De toon van het gedicht verandert echter snel naarmate de aanvankelijke eerbied van de spreker verandert in frustratie en zelfs wrok. Hij beschuldigt de muze ervan 'wispelturig' en 'wreed' te zijn, en betreurt dat ze 'alleen komt als ze wil', waardoor hij zich leeg en verlaten voelt. Deze weergave van de muze als een ongrijpbare en grillige figuur weerspiegelt de uitdagingen en onzekerheden waarmee dichters vaak worden geconfronteerd in hun creatieve proces.
De spreker beschrijft vervolgens de fysieke en emotionele tol die zijn zoektocht naar de muze van hem heeft geëist. Hij spreekt over "de lange nachten van wachten" en de "bittere smaak van mislukking" die gepaard gaat met zijn pogingen. Dit suggereert dat het creatieve proces niet alleen een kwestie van inspiratie is, maar ook hard werken, discipline en de bereidheid om teleurstellingen te verdragen met zich meebrengt.

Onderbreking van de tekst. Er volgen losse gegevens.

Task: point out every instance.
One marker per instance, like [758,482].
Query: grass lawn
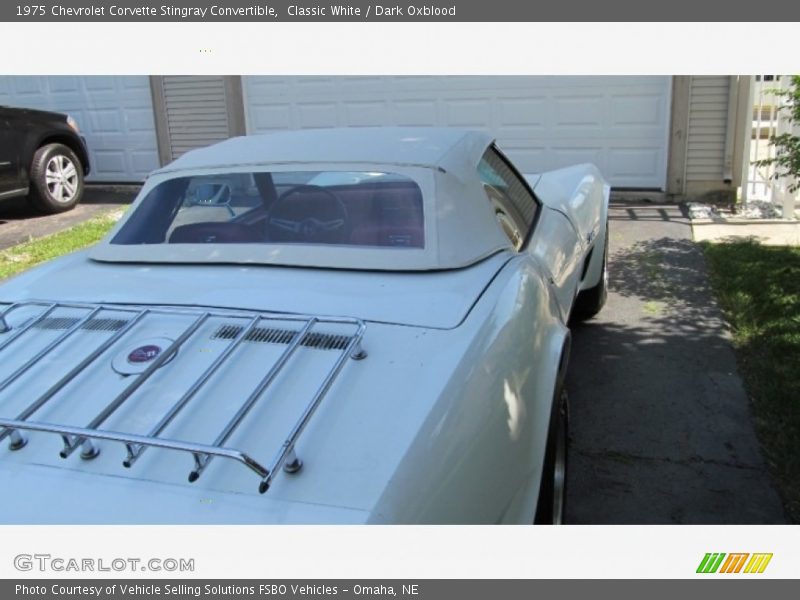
[29,254]
[759,290]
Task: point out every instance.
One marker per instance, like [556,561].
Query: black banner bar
[401,11]
[731,588]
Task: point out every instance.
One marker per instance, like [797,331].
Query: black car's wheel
[552,490]
[56,179]
[590,302]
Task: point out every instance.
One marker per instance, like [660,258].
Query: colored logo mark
[144,353]
[735,562]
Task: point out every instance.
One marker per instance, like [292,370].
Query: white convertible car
[333,326]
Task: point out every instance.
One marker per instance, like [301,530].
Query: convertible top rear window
[351,208]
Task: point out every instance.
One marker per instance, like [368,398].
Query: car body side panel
[557,246]
[581,194]
[483,441]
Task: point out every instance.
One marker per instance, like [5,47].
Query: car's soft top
[457,226]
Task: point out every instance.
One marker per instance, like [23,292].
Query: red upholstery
[215,233]
[386,235]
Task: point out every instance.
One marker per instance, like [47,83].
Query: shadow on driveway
[20,223]
[661,427]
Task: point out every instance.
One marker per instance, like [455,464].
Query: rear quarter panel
[478,456]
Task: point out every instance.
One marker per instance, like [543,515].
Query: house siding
[707,132]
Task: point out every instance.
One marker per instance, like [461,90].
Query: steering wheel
[316,215]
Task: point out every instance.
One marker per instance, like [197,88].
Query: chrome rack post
[134,452]
[201,461]
[56,387]
[90,451]
[286,456]
[66,432]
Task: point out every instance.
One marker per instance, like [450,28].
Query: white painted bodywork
[444,421]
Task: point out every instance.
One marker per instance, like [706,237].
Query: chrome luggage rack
[251,328]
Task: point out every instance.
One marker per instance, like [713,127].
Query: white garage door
[618,123]
[115,115]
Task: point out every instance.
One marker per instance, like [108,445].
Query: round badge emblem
[144,353]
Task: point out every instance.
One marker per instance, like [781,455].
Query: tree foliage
[787,145]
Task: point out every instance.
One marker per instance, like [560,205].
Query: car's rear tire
[56,179]
[589,302]
[552,490]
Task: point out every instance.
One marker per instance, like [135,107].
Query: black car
[42,156]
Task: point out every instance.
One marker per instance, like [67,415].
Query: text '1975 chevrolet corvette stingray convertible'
[364,325]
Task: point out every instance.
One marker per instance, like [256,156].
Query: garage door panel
[115,115]
[362,114]
[637,110]
[414,113]
[619,123]
[560,156]
[317,115]
[634,163]
[471,113]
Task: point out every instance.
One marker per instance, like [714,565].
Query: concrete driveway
[661,427]
[19,222]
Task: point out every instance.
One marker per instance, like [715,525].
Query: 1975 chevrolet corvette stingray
[361,325]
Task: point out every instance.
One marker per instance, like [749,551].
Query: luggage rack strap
[74,437]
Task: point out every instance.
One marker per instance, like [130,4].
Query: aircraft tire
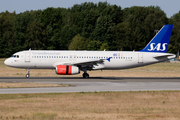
[27,75]
[85,75]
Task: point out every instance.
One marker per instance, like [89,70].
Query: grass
[155,70]
[148,105]
[31,85]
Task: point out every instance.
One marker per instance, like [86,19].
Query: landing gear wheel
[85,75]
[27,75]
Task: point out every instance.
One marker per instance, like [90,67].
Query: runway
[94,84]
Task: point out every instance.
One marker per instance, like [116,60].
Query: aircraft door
[140,58]
[27,56]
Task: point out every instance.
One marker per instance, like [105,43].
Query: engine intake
[67,70]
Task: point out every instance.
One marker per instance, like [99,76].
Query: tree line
[86,26]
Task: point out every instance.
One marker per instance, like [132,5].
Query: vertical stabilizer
[160,41]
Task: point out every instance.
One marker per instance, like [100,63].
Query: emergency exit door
[140,58]
[27,57]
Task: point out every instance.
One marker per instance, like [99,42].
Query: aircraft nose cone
[6,62]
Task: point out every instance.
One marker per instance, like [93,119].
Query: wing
[89,64]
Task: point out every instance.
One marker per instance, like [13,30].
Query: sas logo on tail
[157,47]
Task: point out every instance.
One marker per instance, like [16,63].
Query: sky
[170,7]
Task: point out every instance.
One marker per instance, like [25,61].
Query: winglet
[109,59]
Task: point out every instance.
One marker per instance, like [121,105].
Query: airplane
[72,62]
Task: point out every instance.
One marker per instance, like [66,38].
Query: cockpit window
[15,56]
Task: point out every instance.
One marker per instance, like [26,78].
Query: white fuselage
[45,59]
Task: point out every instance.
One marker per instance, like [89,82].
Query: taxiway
[94,84]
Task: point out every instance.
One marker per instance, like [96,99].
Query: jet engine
[67,70]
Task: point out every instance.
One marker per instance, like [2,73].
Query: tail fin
[160,41]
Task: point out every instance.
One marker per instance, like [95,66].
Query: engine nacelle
[67,70]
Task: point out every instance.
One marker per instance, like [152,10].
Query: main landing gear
[27,75]
[85,74]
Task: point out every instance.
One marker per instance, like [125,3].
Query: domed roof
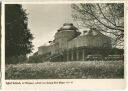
[68,26]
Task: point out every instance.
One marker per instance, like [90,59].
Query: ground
[67,70]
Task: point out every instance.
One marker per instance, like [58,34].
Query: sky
[45,19]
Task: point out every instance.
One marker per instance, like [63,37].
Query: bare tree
[108,18]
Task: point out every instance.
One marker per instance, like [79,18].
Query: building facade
[69,38]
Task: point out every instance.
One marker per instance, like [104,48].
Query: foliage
[16,59]
[17,35]
[66,70]
[108,18]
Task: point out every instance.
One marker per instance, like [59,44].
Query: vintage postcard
[64,45]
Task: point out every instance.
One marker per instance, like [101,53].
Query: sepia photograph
[64,41]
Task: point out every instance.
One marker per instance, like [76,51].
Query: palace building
[69,38]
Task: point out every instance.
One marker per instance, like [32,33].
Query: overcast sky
[45,19]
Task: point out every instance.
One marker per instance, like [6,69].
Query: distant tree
[18,38]
[107,18]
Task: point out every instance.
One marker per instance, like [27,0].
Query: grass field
[66,70]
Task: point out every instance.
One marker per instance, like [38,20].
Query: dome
[68,26]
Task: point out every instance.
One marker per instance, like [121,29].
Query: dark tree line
[18,38]
[108,18]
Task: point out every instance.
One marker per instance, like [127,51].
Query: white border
[78,83]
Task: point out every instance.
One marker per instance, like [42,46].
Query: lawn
[66,70]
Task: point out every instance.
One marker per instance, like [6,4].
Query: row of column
[72,56]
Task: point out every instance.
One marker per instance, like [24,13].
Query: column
[72,55]
[67,56]
[83,55]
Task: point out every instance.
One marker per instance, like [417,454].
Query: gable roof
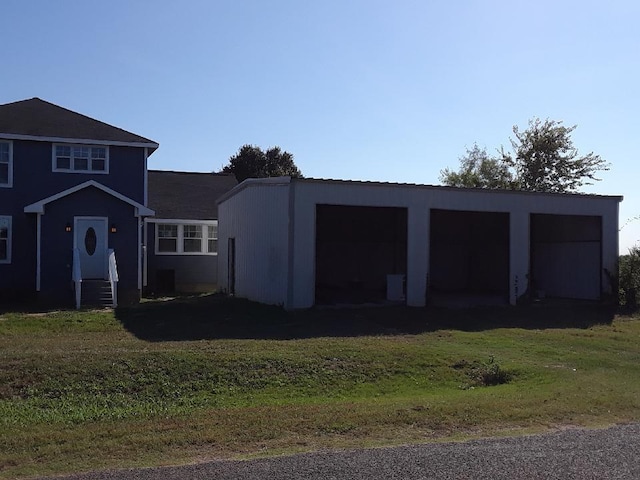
[38,207]
[187,195]
[35,119]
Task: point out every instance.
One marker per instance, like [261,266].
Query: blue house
[73,199]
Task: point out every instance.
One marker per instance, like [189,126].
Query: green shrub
[629,278]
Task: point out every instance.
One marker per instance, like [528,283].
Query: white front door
[91,240]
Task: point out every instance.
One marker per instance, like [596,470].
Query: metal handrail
[113,277]
[76,276]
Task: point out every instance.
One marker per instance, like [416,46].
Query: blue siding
[34,180]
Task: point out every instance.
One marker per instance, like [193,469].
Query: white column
[519,240]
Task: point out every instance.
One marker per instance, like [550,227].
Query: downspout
[139,221]
[146,178]
[290,245]
[38,243]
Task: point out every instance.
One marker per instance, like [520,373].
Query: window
[212,238]
[6,164]
[80,158]
[5,239]
[193,238]
[167,238]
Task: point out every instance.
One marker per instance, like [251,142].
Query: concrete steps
[96,293]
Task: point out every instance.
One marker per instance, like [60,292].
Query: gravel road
[612,453]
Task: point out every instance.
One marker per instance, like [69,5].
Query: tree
[543,160]
[253,162]
[478,170]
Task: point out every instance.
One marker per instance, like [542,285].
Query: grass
[199,378]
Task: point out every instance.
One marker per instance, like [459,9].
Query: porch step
[96,293]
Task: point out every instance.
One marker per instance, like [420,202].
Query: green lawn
[201,378]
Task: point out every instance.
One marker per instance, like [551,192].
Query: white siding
[257,217]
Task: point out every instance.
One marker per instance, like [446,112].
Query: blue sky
[355,89]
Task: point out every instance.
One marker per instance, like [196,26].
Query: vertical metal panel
[257,217]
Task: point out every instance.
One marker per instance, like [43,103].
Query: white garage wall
[267,215]
[256,215]
[419,200]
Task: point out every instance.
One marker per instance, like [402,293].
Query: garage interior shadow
[220,317]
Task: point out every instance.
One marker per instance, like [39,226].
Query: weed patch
[97,389]
[483,374]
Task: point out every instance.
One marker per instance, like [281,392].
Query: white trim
[9,236]
[71,169]
[180,237]
[38,207]
[140,224]
[182,220]
[9,184]
[38,249]
[37,138]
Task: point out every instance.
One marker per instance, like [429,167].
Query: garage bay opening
[361,254]
[469,258]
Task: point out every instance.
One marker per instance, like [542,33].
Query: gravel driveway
[611,453]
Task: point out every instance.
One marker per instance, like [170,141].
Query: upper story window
[5,239]
[194,238]
[80,158]
[6,163]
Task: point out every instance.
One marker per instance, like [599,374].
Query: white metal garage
[301,242]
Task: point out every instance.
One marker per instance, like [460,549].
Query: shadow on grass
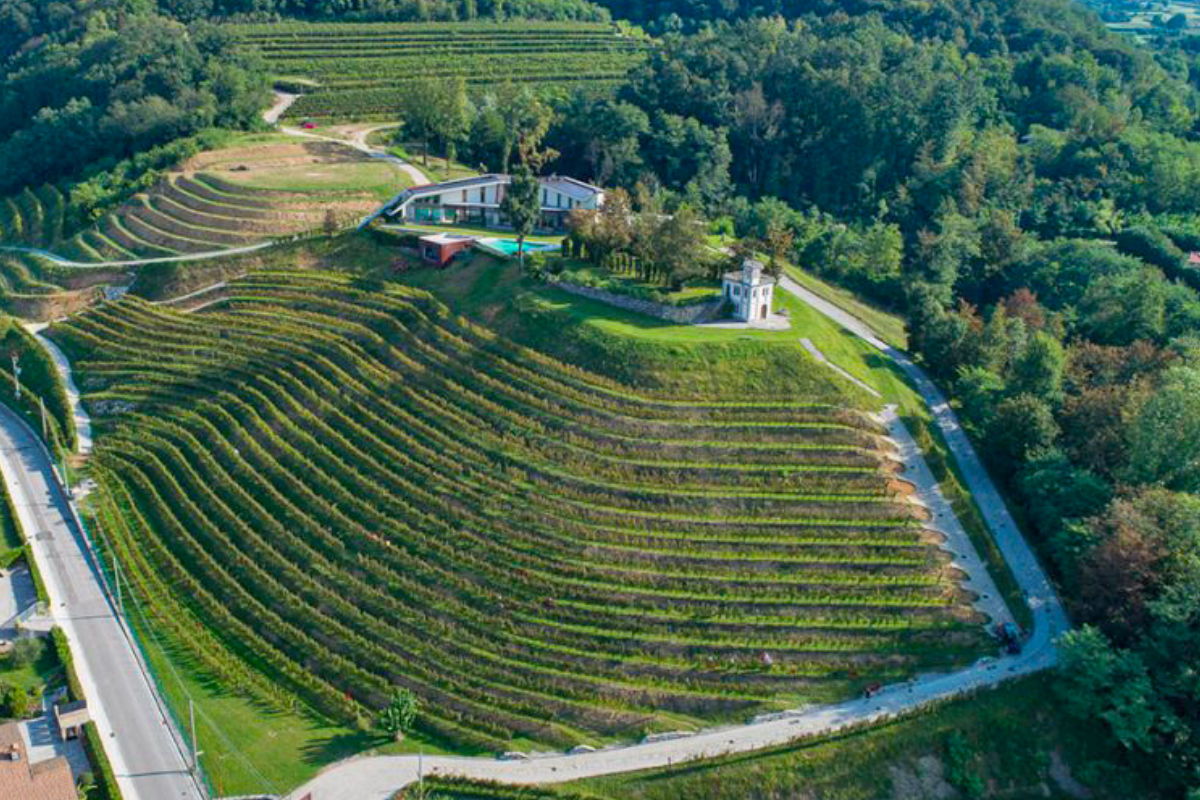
[327,750]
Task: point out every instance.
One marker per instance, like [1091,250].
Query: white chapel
[750,292]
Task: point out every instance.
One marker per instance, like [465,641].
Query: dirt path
[283,101]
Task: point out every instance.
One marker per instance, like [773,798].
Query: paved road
[137,738]
[1049,618]
[377,777]
[283,101]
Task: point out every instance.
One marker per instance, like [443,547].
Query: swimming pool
[509,246]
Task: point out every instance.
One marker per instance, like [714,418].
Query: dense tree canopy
[102,83]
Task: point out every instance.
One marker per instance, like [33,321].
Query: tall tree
[522,206]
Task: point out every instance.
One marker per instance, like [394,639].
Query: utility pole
[196,752]
[117,579]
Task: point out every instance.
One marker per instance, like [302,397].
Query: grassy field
[333,438]
[361,68]
[889,326]
[259,187]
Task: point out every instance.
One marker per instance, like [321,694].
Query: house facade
[441,248]
[477,202]
[22,780]
[749,292]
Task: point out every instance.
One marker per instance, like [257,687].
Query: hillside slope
[352,491]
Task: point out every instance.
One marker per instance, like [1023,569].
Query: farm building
[441,248]
[477,202]
[47,780]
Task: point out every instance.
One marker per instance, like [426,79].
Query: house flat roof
[447,239]
[569,186]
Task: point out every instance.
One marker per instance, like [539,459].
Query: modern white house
[750,292]
[477,202]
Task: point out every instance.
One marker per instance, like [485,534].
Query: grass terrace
[361,67]
[325,487]
[259,188]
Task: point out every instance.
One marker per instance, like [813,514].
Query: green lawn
[247,747]
[437,168]
[583,272]
[889,326]
[45,671]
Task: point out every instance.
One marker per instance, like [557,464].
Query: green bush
[102,770]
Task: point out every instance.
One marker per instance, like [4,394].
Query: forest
[1020,184]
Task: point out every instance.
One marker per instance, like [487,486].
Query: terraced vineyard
[222,199]
[360,68]
[327,489]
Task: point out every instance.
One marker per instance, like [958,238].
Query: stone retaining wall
[690,314]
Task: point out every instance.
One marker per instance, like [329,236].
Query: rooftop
[49,780]
[445,239]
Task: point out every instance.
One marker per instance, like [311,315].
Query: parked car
[1009,637]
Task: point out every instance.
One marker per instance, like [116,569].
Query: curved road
[378,777]
[151,764]
[138,739]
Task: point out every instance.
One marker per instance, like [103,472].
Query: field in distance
[327,488]
[351,70]
[258,188]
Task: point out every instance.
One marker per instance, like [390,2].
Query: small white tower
[749,292]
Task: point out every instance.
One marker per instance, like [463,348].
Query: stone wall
[691,314]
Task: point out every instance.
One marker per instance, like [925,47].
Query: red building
[441,248]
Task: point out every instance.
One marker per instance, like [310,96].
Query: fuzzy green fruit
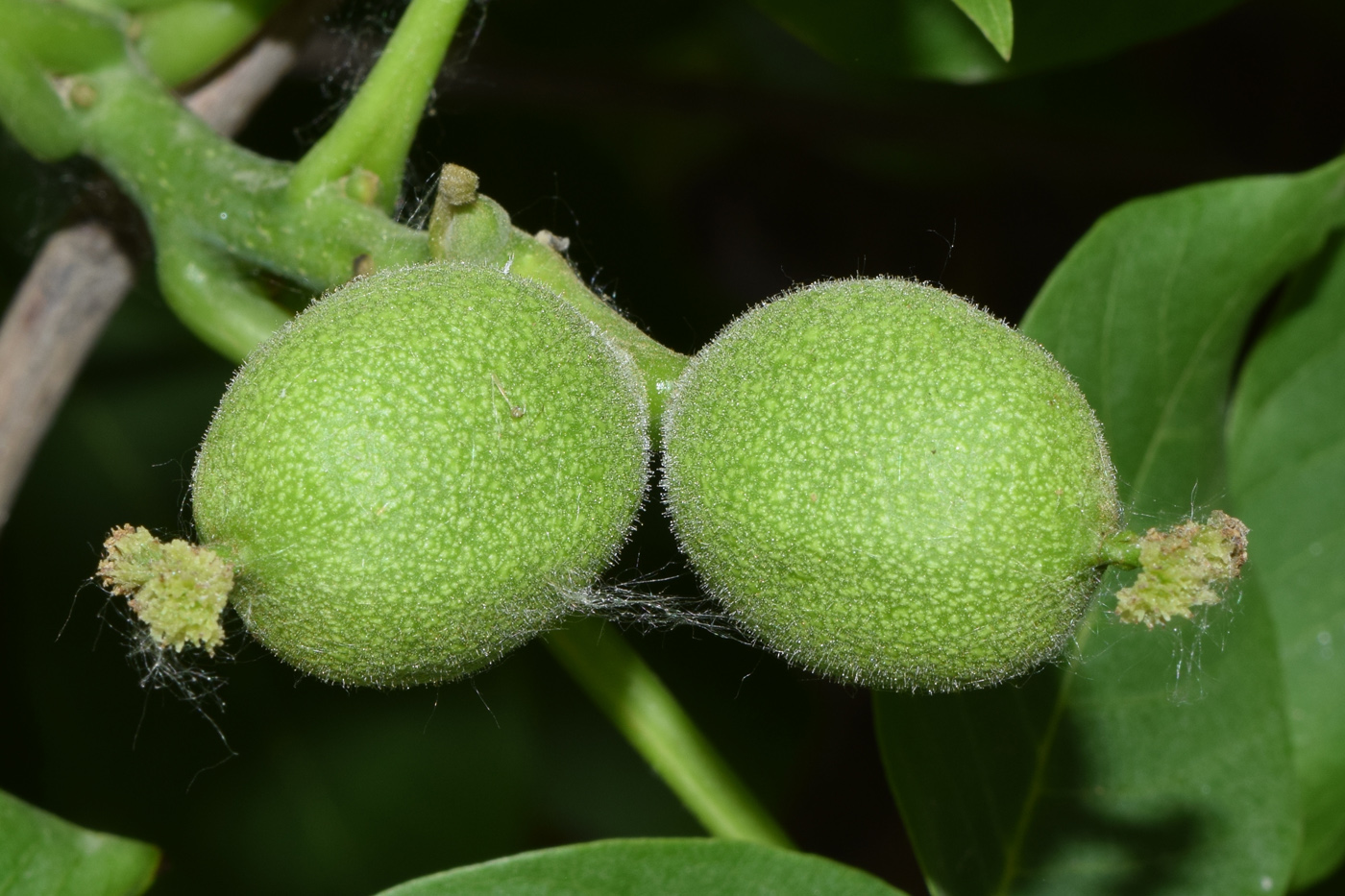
[416,475]
[890,486]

Ondanks de moeilijkheden bevestigt de spreker uiteindelijk zijn toewijding aan de poëzie en zijn muze. Hij verklaart dat hij zal 'zingen', ook al betekent dit dat hij geconfronteerd wordt met afwijzing en onduidelijkheid, omdat hij gelooft dat zijn poëtische stem een essentieel middel is om de menselijke ervaring te begrijpen en uit te drukken. deze resolutie suggereert dat de spreker de uitdagingen van het dichterschap heeft aanvaard en bereid is zowel de geneugten als de beproevingen van de creatieve reis te omarmen.
Over het geheel genomen biedt ‘To the Muse’ een genuanceerde en introspectieve verkenning van de aard van poëtische inspiratie en de complexe relatie tussen dichters en hun muzen. Door middel van ingewikkelde beelden en emotionele eerlijkheid legt Wright het verlangen, de frustratie en de diepgaande toewijding vast die gepaard gaan met het streven naar artistieke creatie.